Chrystabell & David Lynch – Cellophane Memories
Recensione del disco “Cellophane Memories” (Sacred Bones Records, 2024) di Chrystabell & David Lynch. A cura di Simone Grazzi.
Ho fatto un sogno. Era lì davanti a me. David. Mi facevo coraggio, mi presentavo, ci parlavo e gli dicevo quanto i suoi film hanno così profondamente cambiato la mia vita, la mia visione laterale delle cose, l’osservazione dei dettagli. Lui mi sorrideva, solare. Poi un autografo, una stretta di mano, un ultimo sguardo e poi un cenno di saluto. Momenti. Attimi.
Ecco, quell’autografo lo tengo gelosamente custodito all’interno di un libro di cinema. Ogni tanto lo riprendo e lo guardo, sospiro, a ricordarmi che tutto quanto descritto è accaduto davvero e che non è stato affatto un sogno. Quei 10 minuti trascorsi a Lucca qualche anno fa, sono e saranno per sempre un segno indelebile nella mia memoria. Regista, artista, pittore, genio. In fondo cos’è un artista se non un individuo capace di vedere ciò che le persone comuni non riescono neanche ad immaginare?
David Keith Lynch è tutto questo. Nel Rinascimento si sarebbe detto “uomo erudito”, persona capace di sviluppare il proprio talento non in una, ma in molte forme di espressione artistica. Ed ecco la musica, musa nella quale il regista di Missoula, Montana, in questi ultimi anni si è cimentato più volte, sia in progetti solisti che, come in questo caso, in collaborazione con altri artisti.

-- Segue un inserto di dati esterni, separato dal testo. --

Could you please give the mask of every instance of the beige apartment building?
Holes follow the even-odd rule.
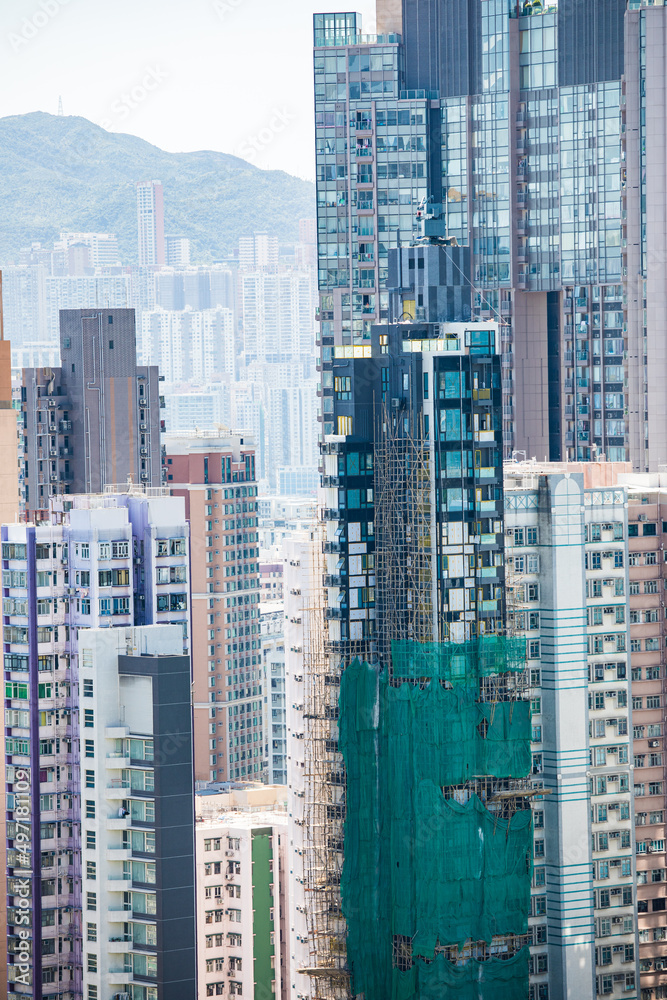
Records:
[[[258,781],[264,691],[254,443],[215,432],[167,437],[163,465],[190,522],[195,780]]]
[[[642,1000],[667,997],[665,540],[667,475],[628,479],[635,849]]]

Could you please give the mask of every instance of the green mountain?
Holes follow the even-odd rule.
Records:
[[[240,235],[298,238],[315,188],[279,170],[201,150],[166,153],[86,118],[43,112],[0,118],[0,262],[65,231],[116,233],[123,263],[137,261],[135,184],[164,185],[165,232],[192,241],[193,260],[219,258]]]

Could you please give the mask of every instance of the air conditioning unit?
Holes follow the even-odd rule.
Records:
[[[660,746],[660,740],[649,740],[648,741],[648,745],[650,747],[659,747]]]
[[[648,514],[639,514],[637,516],[638,521],[646,521],[648,519]]]
[[[233,851],[225,851],[225,857],[226,858],[233,858],[234,857],[234,852]]]

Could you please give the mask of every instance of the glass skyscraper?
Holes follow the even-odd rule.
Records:
[[[357,14],[315,15],[325,434],[338,431],[332,349],[369,342],[388,318],[389,250],[426,231],[469,247],[473,317],[501,323],[506,455],[665,461],[640,314],[626,384],[627,227],[641,198],[635,209],[626,193],[622,82],[625,34],[639,128],[639,23],[664,11],[626,6],[380,0],[373,36]]]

Con “Cellophane Memories”, uscito proprio in questi giorni per l’etichetta Sacred Bones, il binomio Lynch-Chrystabell è giunto al suo terzo capitolo. Dopo“This Train” del 2011 e “Somewhere in the Nowhere” del 2016, eccoci in questo nuovo percorso onirico, fatto di atmosfere da picchi gemelli, logge nascoste dietro alberi di sicomoro, gufi che ti osservano e tazze fumanti di caffè americano.

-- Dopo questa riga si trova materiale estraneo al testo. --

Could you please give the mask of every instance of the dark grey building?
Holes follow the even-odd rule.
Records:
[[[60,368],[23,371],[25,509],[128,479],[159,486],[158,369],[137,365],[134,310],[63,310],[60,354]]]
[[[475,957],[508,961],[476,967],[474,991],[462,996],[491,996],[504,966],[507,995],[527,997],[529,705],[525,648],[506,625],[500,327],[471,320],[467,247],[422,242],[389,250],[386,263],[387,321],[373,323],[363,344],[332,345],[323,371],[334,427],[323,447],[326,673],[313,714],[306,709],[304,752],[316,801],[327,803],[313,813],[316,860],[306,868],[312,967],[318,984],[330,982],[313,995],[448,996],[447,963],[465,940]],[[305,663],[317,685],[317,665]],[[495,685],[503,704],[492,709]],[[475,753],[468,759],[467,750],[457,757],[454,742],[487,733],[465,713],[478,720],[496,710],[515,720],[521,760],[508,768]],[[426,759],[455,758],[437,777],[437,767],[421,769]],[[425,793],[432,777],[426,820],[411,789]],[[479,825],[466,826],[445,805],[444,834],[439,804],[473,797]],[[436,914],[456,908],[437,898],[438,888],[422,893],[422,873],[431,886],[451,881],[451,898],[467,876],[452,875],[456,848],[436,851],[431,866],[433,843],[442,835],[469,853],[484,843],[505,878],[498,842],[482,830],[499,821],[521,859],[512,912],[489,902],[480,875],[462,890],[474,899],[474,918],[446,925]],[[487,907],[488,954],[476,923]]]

Rispetto alla produzione solista, decisamente acida, psycho-punk-garage e più sperimentale, i dischi realizzati in coppia con l’artista texana Chrystabell, sono sempre stati più lirici, riflessivi, sognanti e questo nuovo lavoro non fa eccezione. Il mood generale è qui però più dilatato, perduto, notturno, di quelle notti livide, confuse, intrise di fitte nebbie capaci di sfocare anche il più nitido dei tratti a inchiostro nero che più nero non si può.
Se in passato la forma canzone era presente, in un contesto fatto comunque di riverberi ambientali a tratti massicci e atmosfere stranianti, in “Cellophane Memories”, la caduta diviene libera, infinita e ancor più misteriosa che in passato.
Come descritto anche nelle note di presentazione del disco, l’ispirazione per questo nuovo album nasce da una visione onirica che lo stesso Lynch ha avuto durante una passeggiata notturna in una foresta fatta di alberi altissimi, sulle cui cime è apparsa una luce brillante. Contrasti di bagliori e suoni, cieli stellati e foreste oscure, lotta tra il giorno e la notte. Le conseguenze di questi misteriosi contrasti sono alla base delle 10 tracce che compongono questo nuovo pregevole lavoro. La voce di Chrystabell è al solito bellissima e impeccabile, ma questa volta quella innata accecante brillantezza che la distingue, risulta forse un po’ troppo piegata alle atmosfere misteriose del disco. Ad eccezione di You Know The Rest e The Answers to the Questions, dove il suono si fa più ipnotico e diretto, il resto delle canzoni suonano come corpo unico, monocorde, di un’unica composizione che avvolge l’intero disco.
La sensazione che le tracce si somiglino un po’ troppo e che l’esperimento richieda un certo livello di attenzione, appare a tratti molto evidente, tanto che per apprezzare al meglio questo magnifico e solenne percorso fatto di musica, silenzi, luce, oscurità, respiri e ricordi, è necessario concedergli il giusto tempo e spazio.
La dimensione perfetta per assaporare “Cellophane Memories” è attendere il calar della notte, chiudere gli occhi, estraniarsi dal mondo esterno e lasciarsi cadere negli antri che questa misteriosa foresta attraversata, vissuta e sognata dal suo autore, cela al suo interno.